The Best of Enemies: Race and Redemption in the New South

Davidson, Osha Gray
Date Written:  2007-08-27
Publisher:  University of North Carolina Press
Year Published:  2007
Pages:  336pp   ISBN:  978-0807858691
Resource Type:  Book
Cx Number:  CX20606

The story of how C.P. Ellis, a member of the Ku Klux Klan, and Ann Atwater, an African American civil rights activist, overcame racial divisions to forge a strong friendship.
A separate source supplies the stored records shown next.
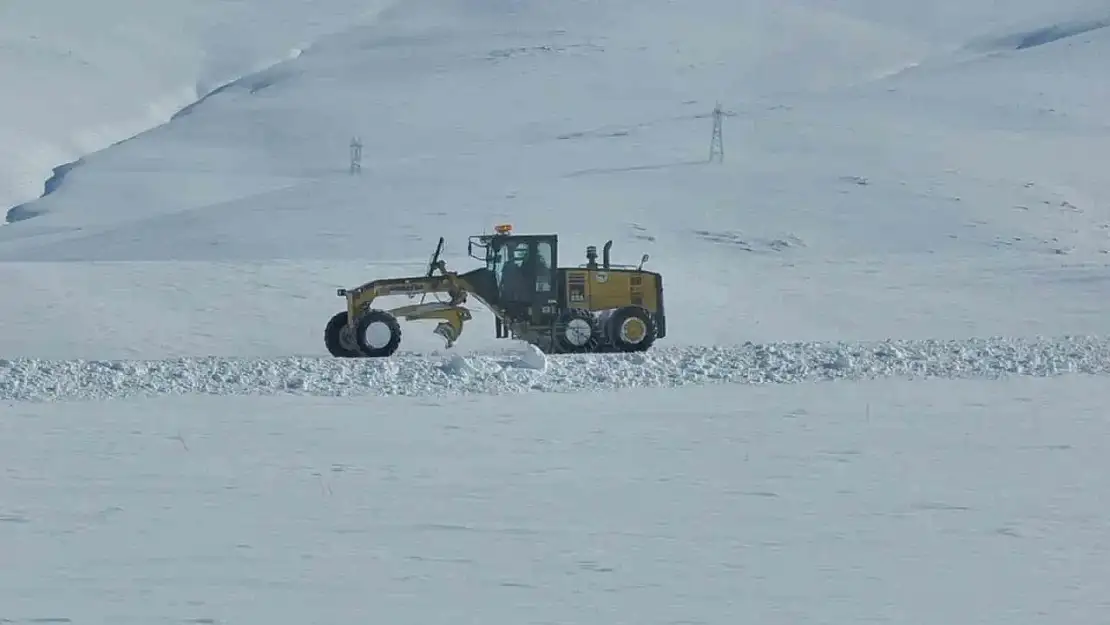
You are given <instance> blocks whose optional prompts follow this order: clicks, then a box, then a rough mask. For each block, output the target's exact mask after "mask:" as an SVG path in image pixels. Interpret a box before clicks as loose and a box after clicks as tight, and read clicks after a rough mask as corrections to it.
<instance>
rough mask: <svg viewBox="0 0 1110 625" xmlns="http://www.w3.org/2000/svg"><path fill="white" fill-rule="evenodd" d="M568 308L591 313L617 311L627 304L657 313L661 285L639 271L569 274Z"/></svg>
mask: <svg viewBox="0 0 1110 625" xmlns="http://www.w3.org/2000/svg"><path fill="white" fill-rule="evenodd" d="M566 293H567V305H569V306H573V308H583V309H588V310H592V311H599V310H606V309H617V308H620V306H627V305H628V304H635V305H640V306H644V308H645V309H647V310H648V311H650V312H653V313H654V312H658V308H659V301H658V285H657V284H656V279H655V275H652V274H649V273H640V272H636V271H589V270H585V269H584V270H581V271H568V272H567V274H566Z"/></svg>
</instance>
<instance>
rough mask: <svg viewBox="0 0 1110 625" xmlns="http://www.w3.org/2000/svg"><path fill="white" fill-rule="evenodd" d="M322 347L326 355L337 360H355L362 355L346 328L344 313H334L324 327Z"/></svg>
mask: <svg viewBox="0 0 1110 625" xmlns="http://www.w3.org/2000/svg"><path fill="white" fill-rule="evenodd" d="M324 346H325V347H327V353H330V354H332V355H333V356H335V357H339V359H356V357H359V356H361V355H362V353H361V352H360V350H359V344H357V343H356V342H355V340H354V334H353V333H352V332H351V329H350V327H347V313H346V311H343V312H340V313H335V316H333V317H332V319H331V320H330V321H329V322H327V325H325V326H324Z"/></svg>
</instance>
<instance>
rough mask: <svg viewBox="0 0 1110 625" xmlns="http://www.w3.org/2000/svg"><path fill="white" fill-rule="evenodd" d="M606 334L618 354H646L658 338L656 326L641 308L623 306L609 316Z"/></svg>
mask: <svg viewBox="0 0 1110 625" xmlns="http://www.w3.org/2000/svg"><path fill="white" fill-rule="evenodd" d="M606 325H607V327H606V333H607V334H608V336H609V342H610V343H612V344H613V346H614V347H615V349H616V350H618V351H620V352H646V351H647V350H648V349H650V347H652V344H654V343H655V339H656V337H657V336H658V332H659V329H658V325H657V324H656V323H655V320H654V319H653V317H652V313H649V312H647V310H646V309H644V308H643V306H624V308H620V309H617V310H616V311H614V312H613V314H612V315H610V316H609V319H608V322H607V324H606Z"/></svg>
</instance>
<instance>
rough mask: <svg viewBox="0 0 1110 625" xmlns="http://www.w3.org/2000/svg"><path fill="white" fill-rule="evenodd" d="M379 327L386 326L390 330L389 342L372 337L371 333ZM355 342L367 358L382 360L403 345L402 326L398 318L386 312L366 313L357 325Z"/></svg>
mask: <svg viewBox="0 0 1110 625" xmlns="http://www.w3.org/2000/svg"><path fill="white" fill-rule="evenodd" d="M377 325H384V326H385V329H386V330H388V332H390V336H388V340H386V341H381V340H379V339H380V337H376V336H375V337H371V336H370V335H369V333H370V331H371V330H372V329H374V327H376V326H377ZM354 340H355V342H356V343H357V344H359V350H360V351H361V352H362V355H364V356H366V357H371V359H381V357H386V356H391V355H393V352H395V351H397V347H398V346H400V345H401V324H398V323H397V317H395V316H393V315H392V314H390V313H387V312H385V311H380V310H371V311H366V313H365V314H363V315H362V316H360V317H359V323H357V324H355V331H354Z"/></svg>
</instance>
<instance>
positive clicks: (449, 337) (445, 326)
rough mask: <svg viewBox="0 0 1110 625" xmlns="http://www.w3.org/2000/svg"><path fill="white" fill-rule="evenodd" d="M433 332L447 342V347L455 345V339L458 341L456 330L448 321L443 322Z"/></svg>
mask: <svg viewBox="0 0 1110 625" xmlns="http://www.w3.org/2000/svg"><path fill="white" fill-rule="evenodd" d="M433 332H435V333H436V334H438V335H440V336H443V337H444V339H445V340H446V341H447V347H451V346H452V345H454V344H455V339H458V335H457V334H455V329H454V327H452V326H451V324H450V323H447V322H446V321H441V322H440V324H438V325H436V326H435V330H434V331H433Z"/></svg>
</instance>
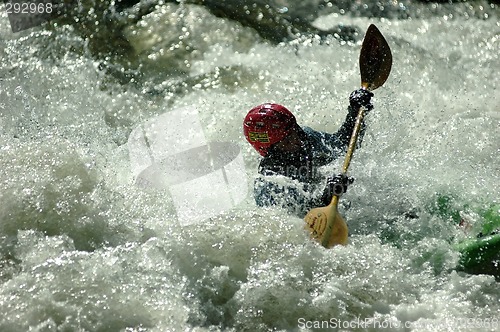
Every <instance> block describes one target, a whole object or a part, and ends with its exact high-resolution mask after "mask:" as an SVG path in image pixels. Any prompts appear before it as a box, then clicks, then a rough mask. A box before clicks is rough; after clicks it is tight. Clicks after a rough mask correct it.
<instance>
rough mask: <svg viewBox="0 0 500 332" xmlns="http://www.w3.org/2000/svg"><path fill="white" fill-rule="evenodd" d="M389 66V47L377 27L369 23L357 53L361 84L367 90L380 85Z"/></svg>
mask: <svg viewBox="0 0 500 332" xmlns="http://www.w3.org/2000/svg"><path fill="white" fill-rule="evenodd" d="M391 67H392V53H391V49H390V47H389V45H388V44H387V41H386V40H385V38H384V36H382V34H381V33H380V31H379V29H378V28H377V27H376V26H375V25H373V24H371V25H370V26H369V27H368V30H366V35H365V38H364V40H363V45H362V46H361V54H360V55H359V68H360V72H361V86H362V87H364V88H365V89H368V90H375V89H376V88H378V87H380V86H382V85H383V84H384V83H385V81H386V80H387V78H388V77H389V74H390V72H391Z"/></svg>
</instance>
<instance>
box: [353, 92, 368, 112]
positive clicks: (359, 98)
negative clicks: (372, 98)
mask: <svg viewBox="0 0 500 332" xmlns="http://www.w3.org/2000/svg"><path fill="white" fill-rule="evenodd" d="M372 97H373V93H372V92H370V91H368V90H366V89H358V90H354V91H353V92H352V93H351V95H350V96H349V104H350V105H351V108H352V109H353V110H354V111H355V112H357V111H358V110H359V108H360V107H361V106H363V107H364V108H365V109H366V110H367V111H370V110H372V109H373V105H372V104H371V102H370V100H371V98H372Z"/></svg>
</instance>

Claiborne Paul Ellis, known to all as "C.P.", grew up in the "poor white" section of Durham, North Carolina, just north of the railroad tracks that marked the boundary between the white and black neighborhoods. Surrounded by poverty and affected early by a pervasive racism, C.P. devoured the tales his father told him of the secret, all-white society that would save Dixie, and as a young man he joined the Ku Klux Klan. In 1955, Ann Atwater was employed as a domestic servant when the ripples from the Montgomery bus boycotts hit Durham. Incensed by a racist remark made by her employer, Ann quit her job to join the civil rights fight. During the 1960s, as the country struggled with the explosive issues of race and class, Ann met C.P. on opposite sides of the public school integration issue. Their encounters were charged with hatred and suspicion. Gradually, though, Ann and C.P. each came to see how the other had been exploited by the South's rigid power structure, and they forged a friendship that even today flourishes against a background of renewed bigotry. In our racially divisive times, Osha Gray Davidson gives us a vivid portrait of a friendship that defied all odds. And with characteristic skill and elan he probes one of the most crucial concerns at the heart of our culture: how and why race is a potentially destructive force. The Best of Enemies weaves rich history with an inspiring personal saga to depict the triumph of the human spirit over the tragic past.